WM雑感/命題集

命題その1。サッカー競技の主役は、ゴールポストとバーである。
ほとんどの試合に1度や2度はある、強烈なシュートがバーやポストを叩くシーン。客席からあがる、うなりとも叫びともつかぬ大きなどよめき。シュートが決まったときの歓声や悲鳴がa音を基調にしているのに対して、こちらはo音が基本だ。
試合のあと、人々は言う。あれが入っていたら、あのとき点が取れていれば。「たら」「れば」話は無駄なことと嘲う人がいたら、それは間違っている。ゲームはたかだか90分だ。90分の娯しみのためだけに、誰が試合を見るものか。終わった後も語るとも。凡戦愚戦なら、終了とともに忘れてよし。すばらしい試合なら、語り継がずにはいられない。そのとき愛惜の念をこめて発せられるのは、「たら」であり「れば」である。
サッカーというゲームは、恐ろしく点が入らない。1−0はごくふつうのスコアだし、延長含めて120分やって0−0も珍しいことじゃない。インフレに慣れた人には我慢できないスポーツだろう。アメリカで人気がないのはよくわかる。そばで見るとゴールは実に大きいんだが。ハンドボールのゴールと比べてみるといい。いや、それよりもバスケットか。あんな小さな輪っかが空中にあって、そこを50回ぐらいくぐっちゃうのだからね。手でやる競技と足でやる競技の違いであるわけで、人間の手足の器用さの比率を目に見える形にしたら、このくらいなんだろう。

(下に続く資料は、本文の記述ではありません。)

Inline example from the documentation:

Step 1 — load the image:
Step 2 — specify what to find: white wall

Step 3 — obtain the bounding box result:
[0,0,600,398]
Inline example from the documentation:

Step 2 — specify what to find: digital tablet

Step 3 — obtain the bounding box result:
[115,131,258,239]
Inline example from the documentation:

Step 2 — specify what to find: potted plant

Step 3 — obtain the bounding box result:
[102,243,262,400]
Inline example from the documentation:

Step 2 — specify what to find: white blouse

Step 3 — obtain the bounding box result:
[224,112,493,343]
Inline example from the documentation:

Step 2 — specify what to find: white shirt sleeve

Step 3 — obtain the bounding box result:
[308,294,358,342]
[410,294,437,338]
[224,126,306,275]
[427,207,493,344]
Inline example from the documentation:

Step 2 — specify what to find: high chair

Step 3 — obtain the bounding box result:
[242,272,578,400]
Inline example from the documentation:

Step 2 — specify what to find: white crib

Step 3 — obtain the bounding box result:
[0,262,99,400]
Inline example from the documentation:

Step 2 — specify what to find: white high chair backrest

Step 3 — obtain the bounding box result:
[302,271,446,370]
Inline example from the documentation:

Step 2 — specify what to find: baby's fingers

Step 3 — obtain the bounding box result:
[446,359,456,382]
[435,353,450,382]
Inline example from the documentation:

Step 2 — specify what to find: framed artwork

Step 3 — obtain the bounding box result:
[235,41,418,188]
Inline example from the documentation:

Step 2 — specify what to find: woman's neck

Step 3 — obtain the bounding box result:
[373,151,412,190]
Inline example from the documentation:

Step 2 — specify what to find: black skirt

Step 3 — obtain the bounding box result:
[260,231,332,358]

サッカーは本質的にミスをするスポーツだ。足でやる以上それは宿命的だが、それでも果敢に挑み、試み、たいていは失敗する姿は、客席の大部分を占める、人生において決して恵まれていない多くの人々の姿に重なる。それゆえに、ゴールはひとつの「奇跡」なのだ。美しいパスがつながった末のゴールは、人々を有頂天にさせる。馬鹿げた間抜けなゴールも、泥臭いゴールもあるが、にもかかわらず、「奇跡」であることを失わない。ゴールの歓喜を保証するのが、ついに目的地に達しえない数多くの勇敢な試みだ。それらの失敗した試みの頂点が、バーやポストに当たって跳ね返るシュートだ。それがサッカーの真髄のひとつでなくて何であろう。
あらゆる人間的努力の彼岸に、何ものも超越して聳え立つ白いゴールポスト。すべてと無を分かつ境界線。内でもなく外でもない、フィールド上に降り立った運命の似姿。それの内と外をめぐって繰り広げられる狂騒と冷静の試行錯誤。審判の笛や旗もゲームを左右するが、主観や誤認に彩られたそれとは違う、超越的にして絶対的なもの。それにぶつかり、跳ね返されるシュートを見たとき、スタジアム全体がどよめく。失ったもの、守られたもののことを思ってではない。それを思うのは数秒後だ。そのときはただ、努力は報われる/努力は報われない、その両者の考えをはじき返す絶対的な否定の姿に、実存的な叫びをあげるばかりである。それを見ること多くなればなるほど、サッカー観戦の底なしの沼にはまっていくような気がする。


命題その2。サッカーは手を使って行なうスポーツである。
ルールブックに書いてある。ゴールキーパー以外は手を使ってはいけないと。でも、使ってるよね。手を縛ってやりはすまいし、走るとき、蹴るときにバランスを取るために手を振るのとは別に、しっかり手で相手を押さえたり、ユニフォームを引っ張ったり、突いたり、払ったり、いや、いろいろしてます。それらはもちろんファウルなんだけど、いちいち笛を吹いていたらゲームが進まない。目に余るものには笛を吹くけど、多少のことなら見逃す。審判の見えないところでやっていたら、どのみち吹けないし。だから手の「上手な」使い方は、たしかに勝敗をも左右してくる。ひじ打ち食らわせて相手を血まみれにしちゃあ、もちろん退場、加えて数試合出場停止だけども。手が使えないはずのサッカーを見ていると、ホモ・サピエンスは手を使う動物だというのがよくわかる。